Without being marketed directly as a such, Yellowjackets is a very gay show because anything can be seen as gay if you just try hard enough, and that’s half the fun of being gay. (This practice is given a special descriptive these days, “queer reading,” and I’ve put it to great use in every Angelina Jolie movie since Foxfire, and, every single episode of Riverdale).

Yes, this show is about survival, trauma, dissociation, brutality, manipulation, etc. But, it’s also very much about adult Natalie (Juliette Lewis) applying dramatic eyeliner in a hand-mirror while listening to Mazzy Star, Shauna (Melanie Lynskey) shoving her husband Jeff (Warren Kole) into a piece of furniture with undeniable femme-top energy, Jackie (Ella Purnell) with her hard femme wilderness hair and lingering “best friend” glances, and Taissa’s (Tawny Cypress) letter opener dexterity.

The combination of underlying gay listed above, and overtly gay realities like assistant coach Ben’s (Steven Krueger) finger snaps in response to the girls doing a dance routine in the cabin, teenage Taissa (Jasmin Savoy Brown) and Van (Liv Hewson) going full mushroom munch in the woods, and adult Taissa’s terrifying home life with her wife Simone (Rukiya Bernard) give us a lot to work with, and it all feels very welcoming for a piece of media that is teasingly steering us towards teen cannibalism.

“And I asked myself about the present: How wide it was, how deep it was, how much was mine to keep.”

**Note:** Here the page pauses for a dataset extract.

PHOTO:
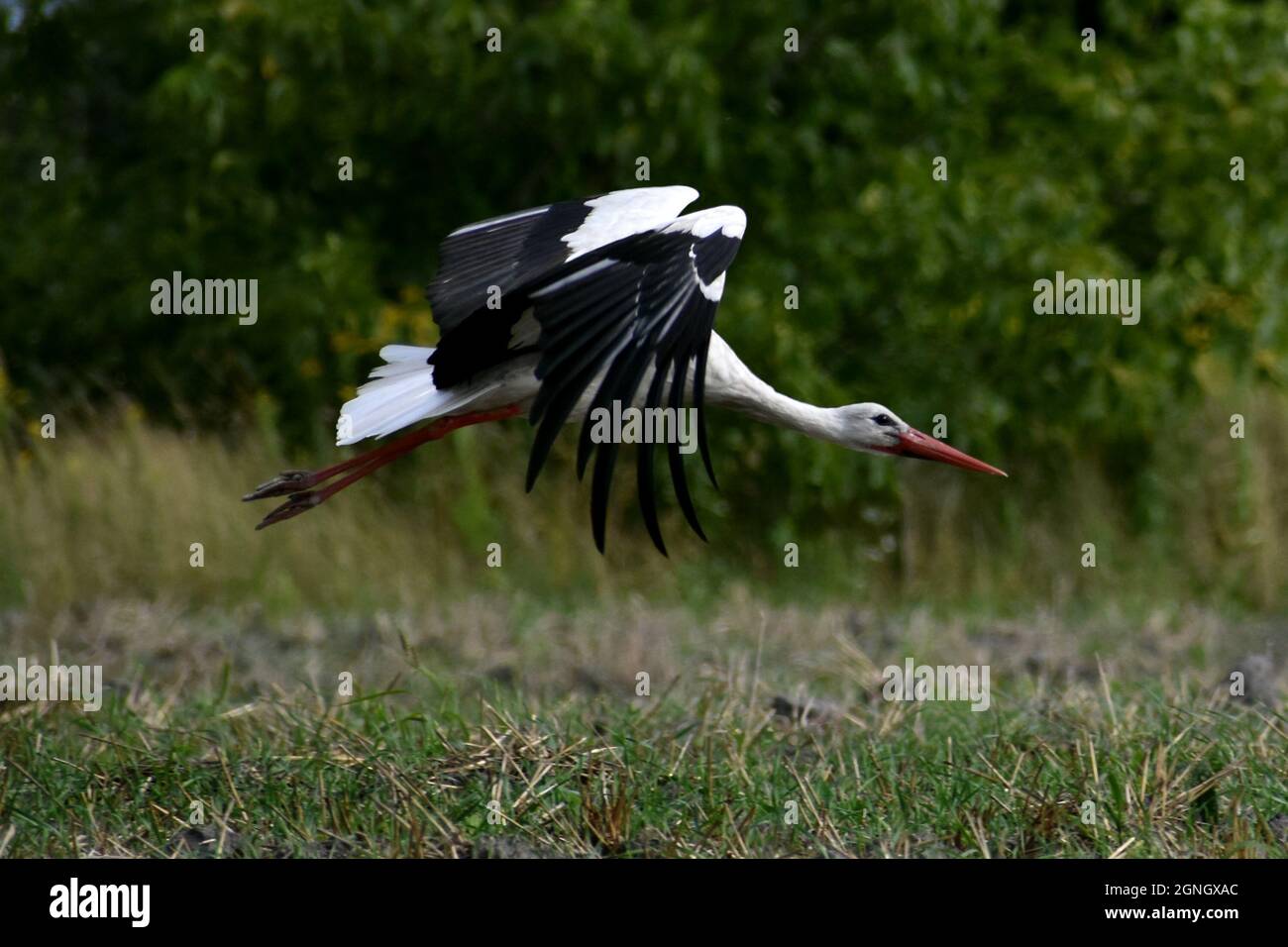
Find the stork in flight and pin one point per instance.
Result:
(572, 307)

What deepens the impact of a show like Yellowjackets debuting in late 2021/early 2022 is its ability to hold up a mirror to fans who went to high school during the period depicted in its flashbacks. Fans who are now middle aged with families of their own in a time that, in many ways, seems so much darker and drearier than 25 years ago—and in just as many other ways, better. And for younger generations of the show’s fans, they’re able to see themselves in characters, both queer and straight, navigating a culture that didn’t always make it so easy for a person to live their truth.

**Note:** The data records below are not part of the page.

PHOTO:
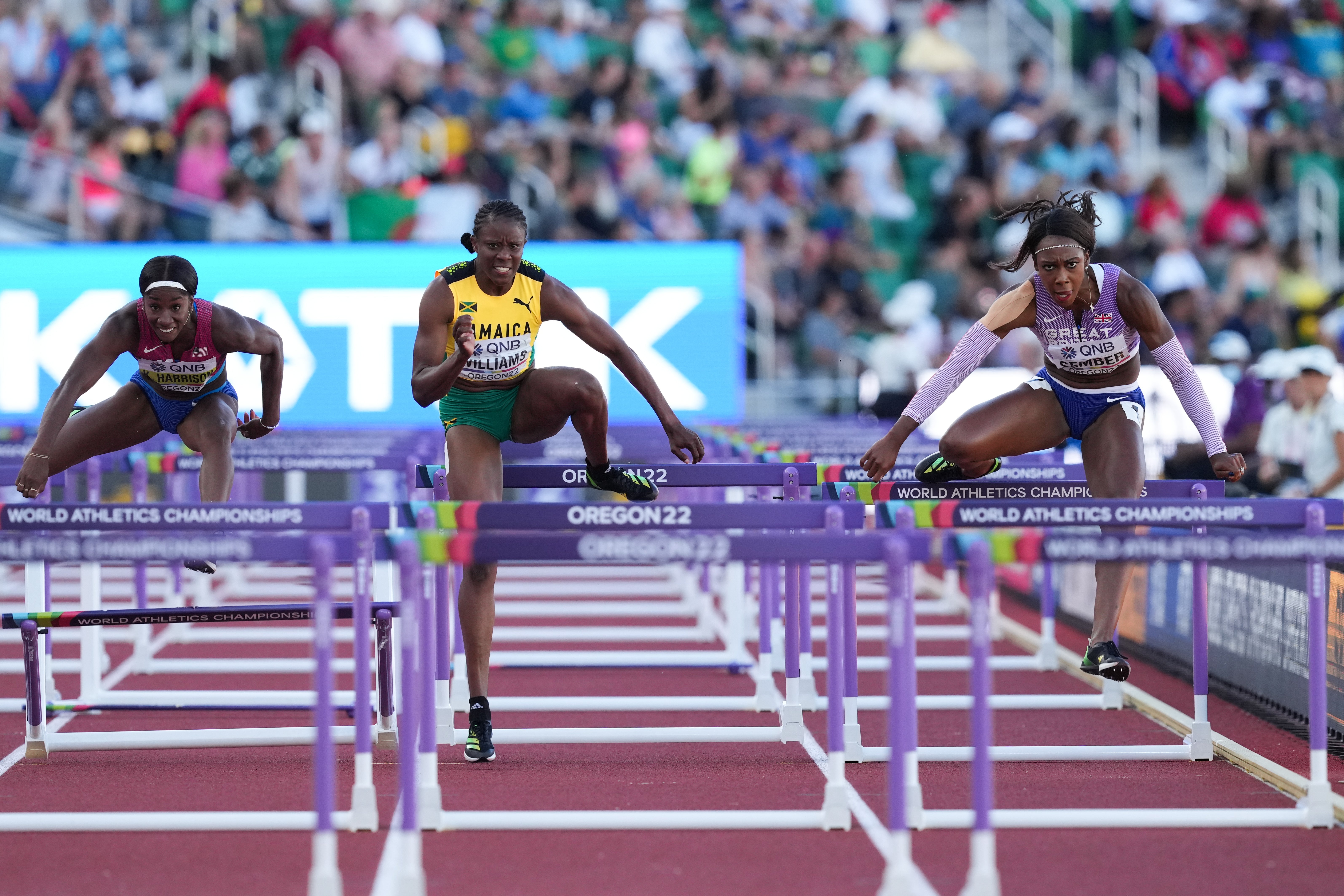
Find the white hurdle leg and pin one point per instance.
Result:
(36, 601)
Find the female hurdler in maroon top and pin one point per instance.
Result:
(181, 344)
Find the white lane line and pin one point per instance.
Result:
(385, 882)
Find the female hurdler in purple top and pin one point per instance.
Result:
(1089, 320)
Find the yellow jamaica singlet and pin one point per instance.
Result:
(506, 326)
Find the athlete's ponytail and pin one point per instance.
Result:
(488, 213)
(169, 269)
(1073, 217)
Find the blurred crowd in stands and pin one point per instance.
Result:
(858, 150)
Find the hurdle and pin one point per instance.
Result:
(416, 547)
(1264, 512)
(470, 518)
(158, 518)
(323, 820)
(1316, 808)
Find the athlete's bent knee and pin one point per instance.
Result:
(588, 393)
(959, 448)
(480, 574)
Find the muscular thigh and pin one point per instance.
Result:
(475, 465)
(120, 422)
(213, 422)
(1114, 456)
(1018, 422)
(545, 402)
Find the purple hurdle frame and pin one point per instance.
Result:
(386, 733)
(324, 875)
(835, 808)
(1201, 733)
(797, 602)
(445, 616)
(1320, 812)
(363, 800)
(429, 800)
(36, 707)
(901, 878)
(850, 601)
(983, 878)
(412, 577)
(140, 495)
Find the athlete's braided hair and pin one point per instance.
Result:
(174, 268)
(1073, 217)
(491, 212)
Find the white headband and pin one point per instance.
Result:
(166, 283)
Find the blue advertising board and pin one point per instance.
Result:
(349, 312)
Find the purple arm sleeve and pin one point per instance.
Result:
(1171, 358)
(971, 352)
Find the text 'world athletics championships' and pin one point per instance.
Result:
(131, 515)
(1183, 547)
(69, 549)
(1101, 515)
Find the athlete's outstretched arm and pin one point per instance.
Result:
(562, 304)
(118, 335)
(432, 374)
(237, 334)
(1013, 309)
(1139, 307)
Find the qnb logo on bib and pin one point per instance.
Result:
(1088, 355)
(499, 359)
(179, 377)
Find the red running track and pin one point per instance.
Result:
(665, 777)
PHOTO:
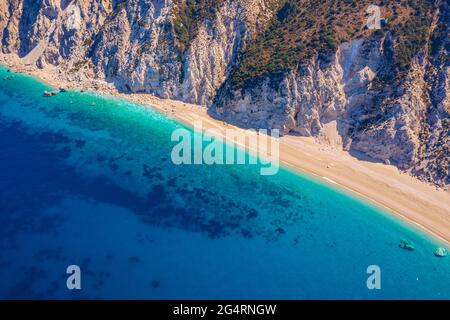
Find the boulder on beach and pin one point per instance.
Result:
(440, 252)
(406, 244)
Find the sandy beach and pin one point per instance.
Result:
(416, 202)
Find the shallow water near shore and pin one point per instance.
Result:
(87, 180)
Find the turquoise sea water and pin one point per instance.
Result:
(88, 180)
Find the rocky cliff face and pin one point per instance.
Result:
(286, 64)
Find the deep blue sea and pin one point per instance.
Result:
(87, 180)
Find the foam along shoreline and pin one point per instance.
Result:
(421, 204)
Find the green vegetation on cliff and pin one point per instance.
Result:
(303, 28)
(188, 15)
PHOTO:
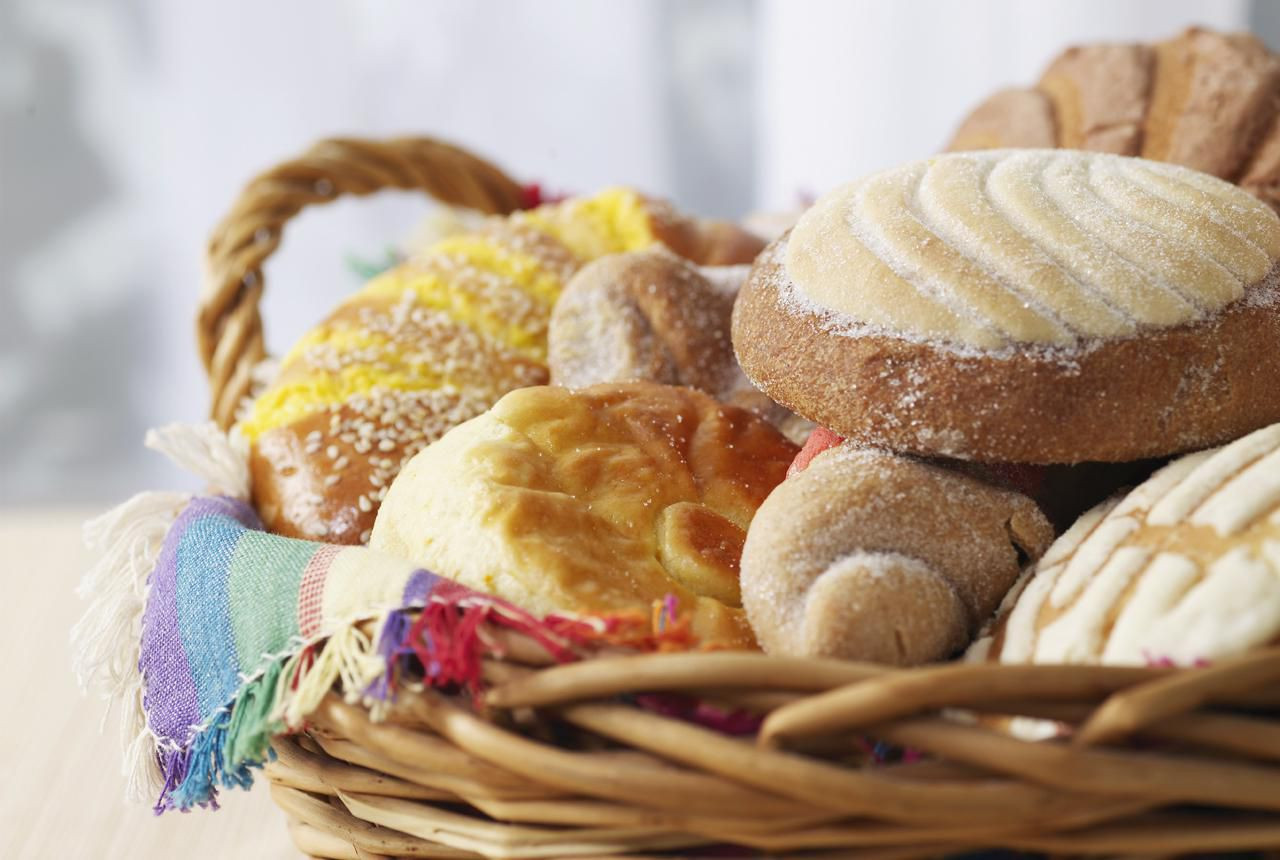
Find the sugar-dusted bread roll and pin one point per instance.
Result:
(592, 501)
(1036, 306)
(432, 343)
(645, 315)
(653, 316)
(871, 556)
(1184, 568)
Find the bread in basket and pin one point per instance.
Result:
(453, 724)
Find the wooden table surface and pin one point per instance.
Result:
(62, 794)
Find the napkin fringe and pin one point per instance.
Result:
(106, 640)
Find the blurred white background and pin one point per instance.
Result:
(128, 126)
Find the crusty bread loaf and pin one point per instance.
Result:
(1184, 568)
(592, 501)
(1036, 306)
(429, 344)
(1205, 100)
(871, 556)
(653, 316)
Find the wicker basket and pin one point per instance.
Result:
(606, 756)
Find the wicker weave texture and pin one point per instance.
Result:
(567, 760)
(575, 762)
(228, 324)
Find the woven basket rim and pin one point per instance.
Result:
(574, 760)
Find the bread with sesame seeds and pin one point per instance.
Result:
(598, 499)
(1029, 306)
(429, 344)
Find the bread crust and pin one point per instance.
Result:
(872, 556)
(1150, 396)
(599, 499)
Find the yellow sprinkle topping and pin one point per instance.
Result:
(613, 222)
(466, 294)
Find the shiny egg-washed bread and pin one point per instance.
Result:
(1037, 306)
(1184, 568)
(653, 316)
(432, 343)
(598, 499)
(872, 556)
(1205, 100)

LGBTQ+ culture was certainly not as taboo in the ’90s as it was in the preceding decades, but representation of LGBT characters (the Q+ was just a glimmer in our eyes at that point) in media still caused quite a surprising stir. Sandra Bernhard’s portrayal of a bisexual character named Nancy Bartlett on Roseanne was a big to-do, as was Ellen DeGeneres’ coming out story arc in “The Puppy Episode” of her sitcom Ellen in 1997. Alyson Hannigan’s character Willow Rosenberg opening up about her gayness in season four of Buffy dropped jaws left and right.

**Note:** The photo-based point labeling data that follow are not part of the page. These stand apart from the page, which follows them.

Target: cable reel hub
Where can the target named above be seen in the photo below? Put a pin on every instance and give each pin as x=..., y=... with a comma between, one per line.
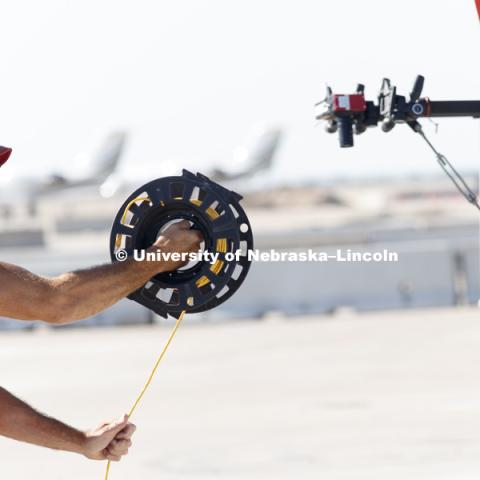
x=210, y=208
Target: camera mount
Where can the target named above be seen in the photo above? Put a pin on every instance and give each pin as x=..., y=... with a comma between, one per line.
x=352, y=113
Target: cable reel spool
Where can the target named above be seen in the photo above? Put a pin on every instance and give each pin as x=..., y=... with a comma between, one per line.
x=213, y=210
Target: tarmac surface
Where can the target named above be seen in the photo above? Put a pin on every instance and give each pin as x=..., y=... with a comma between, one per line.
x=386, y=395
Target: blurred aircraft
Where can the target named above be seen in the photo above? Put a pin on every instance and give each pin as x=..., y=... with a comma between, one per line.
x=257, y=156
x=90, y=171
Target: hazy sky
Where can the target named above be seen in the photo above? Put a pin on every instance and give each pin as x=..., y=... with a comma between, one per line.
x=190, y=78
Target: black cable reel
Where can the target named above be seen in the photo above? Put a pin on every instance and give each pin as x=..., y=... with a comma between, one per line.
x=213, y=210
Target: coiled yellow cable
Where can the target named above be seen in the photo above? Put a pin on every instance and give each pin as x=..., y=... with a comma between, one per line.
x=150, y=378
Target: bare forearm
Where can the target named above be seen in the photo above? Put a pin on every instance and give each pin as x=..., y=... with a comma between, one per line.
x=76, y=295
x=21, y=422
x=87, y=292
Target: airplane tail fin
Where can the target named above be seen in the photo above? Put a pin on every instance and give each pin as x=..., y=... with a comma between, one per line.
x=108, y=156
x=258, y=157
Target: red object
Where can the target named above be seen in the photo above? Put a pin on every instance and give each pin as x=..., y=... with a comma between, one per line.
x=349, y=103
x=4, y=154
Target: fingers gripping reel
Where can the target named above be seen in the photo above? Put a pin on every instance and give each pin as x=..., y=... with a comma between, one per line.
x=210, y=208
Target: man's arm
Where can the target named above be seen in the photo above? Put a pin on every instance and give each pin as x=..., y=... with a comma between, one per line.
x=21, y=422
x=76, y=295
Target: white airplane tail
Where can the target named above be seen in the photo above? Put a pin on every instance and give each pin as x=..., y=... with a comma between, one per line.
x=257, y=158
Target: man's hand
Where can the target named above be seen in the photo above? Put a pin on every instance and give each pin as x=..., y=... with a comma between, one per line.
x=110, y=441
x=76, y=295
x=180, y=238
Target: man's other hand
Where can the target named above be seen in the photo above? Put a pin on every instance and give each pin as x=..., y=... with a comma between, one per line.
x=110, y=441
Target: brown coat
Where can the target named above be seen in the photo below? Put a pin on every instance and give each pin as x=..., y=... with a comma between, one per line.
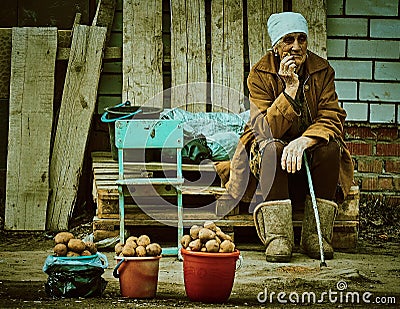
x=271, y=113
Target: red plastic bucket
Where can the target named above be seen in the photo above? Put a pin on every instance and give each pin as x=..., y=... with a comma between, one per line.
x=209, y=277
x=138, y=276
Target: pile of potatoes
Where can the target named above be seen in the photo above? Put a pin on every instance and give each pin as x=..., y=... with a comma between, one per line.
x=138, y=246
x=207, y=238
x=68, y=245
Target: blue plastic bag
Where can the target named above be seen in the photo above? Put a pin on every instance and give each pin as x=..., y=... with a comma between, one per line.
x=75, y=276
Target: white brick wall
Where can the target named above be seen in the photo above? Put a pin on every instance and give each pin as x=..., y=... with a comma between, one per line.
x=364, y=49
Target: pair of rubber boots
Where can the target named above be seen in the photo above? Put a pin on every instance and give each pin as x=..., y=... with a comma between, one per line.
x=273, y=221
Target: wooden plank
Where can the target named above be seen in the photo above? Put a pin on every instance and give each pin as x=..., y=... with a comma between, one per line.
x=5, y=62
x=105, y=15
x=258, y=12
x=142, y=52
x=30, y=123
x=315, y=14
x=188, y=55
x=227, y=59
x=76, y=111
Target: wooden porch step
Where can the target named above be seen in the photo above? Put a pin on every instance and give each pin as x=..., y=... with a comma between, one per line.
x=105, y=194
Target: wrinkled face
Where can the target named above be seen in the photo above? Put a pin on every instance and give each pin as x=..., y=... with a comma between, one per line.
x=294, y=44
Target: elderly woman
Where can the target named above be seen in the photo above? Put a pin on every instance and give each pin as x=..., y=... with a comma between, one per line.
x=294, y=109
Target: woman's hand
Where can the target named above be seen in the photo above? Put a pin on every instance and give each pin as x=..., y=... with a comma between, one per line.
x=292, y=154
x=287, y=70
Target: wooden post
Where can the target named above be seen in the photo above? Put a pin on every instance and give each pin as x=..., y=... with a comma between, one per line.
x=315, y=14
x=33, y=60
x=142, y=52
x=227, y=60
x=188, y=55
x=77, y=107
x=105, y=15
x=5, y=62
x=258, y=12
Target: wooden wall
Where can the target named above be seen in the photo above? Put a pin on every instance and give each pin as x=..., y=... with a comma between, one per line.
x=252, y=15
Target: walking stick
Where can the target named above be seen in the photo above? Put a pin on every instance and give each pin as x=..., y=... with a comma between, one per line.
x=314, y=203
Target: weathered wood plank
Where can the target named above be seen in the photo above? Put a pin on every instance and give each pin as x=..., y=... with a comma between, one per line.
x=315, y=14
x=5, y=62
x=258, y=12
x=142, y=52
x=77, y=107
x=31, y=115
x=188, y=55
x=227, y=59
x=105, y=15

Compared to the raw and edgy dicks-out days of Euphoria, the ’90s felt like an untouched glass of whole milk. Younger viewers of Yellowjackets may find it odd that Ben kept his sexuality in the closet, and Van and Tai hid their relationship for so long, but that’s the way it was back then.

Gay life—queer life—was a fun little secret that we made space for ourselves in privately, or within the accepting graces of a chosen few. We’ve certainly made some cultural advancements there, but a lot of the worry and carefulness of being in the queer community still remains. Even in these wild, wild woods of 2022.

Quickly approaching the end of my 44th year on this earth, I watch Yellowjackets and think about how fun it was to be gay in the ’90s. Everything felt so new, like it was just for us. We smoked our Marlboro Reds, listened to our PJ Harvey, and it was just a gay, gay, gay ’ol time. How nice for this show to remind me, and us, that we are just that much closer to being able to have all that fun, with just a little less—when all goes as it should—of the bloody parts.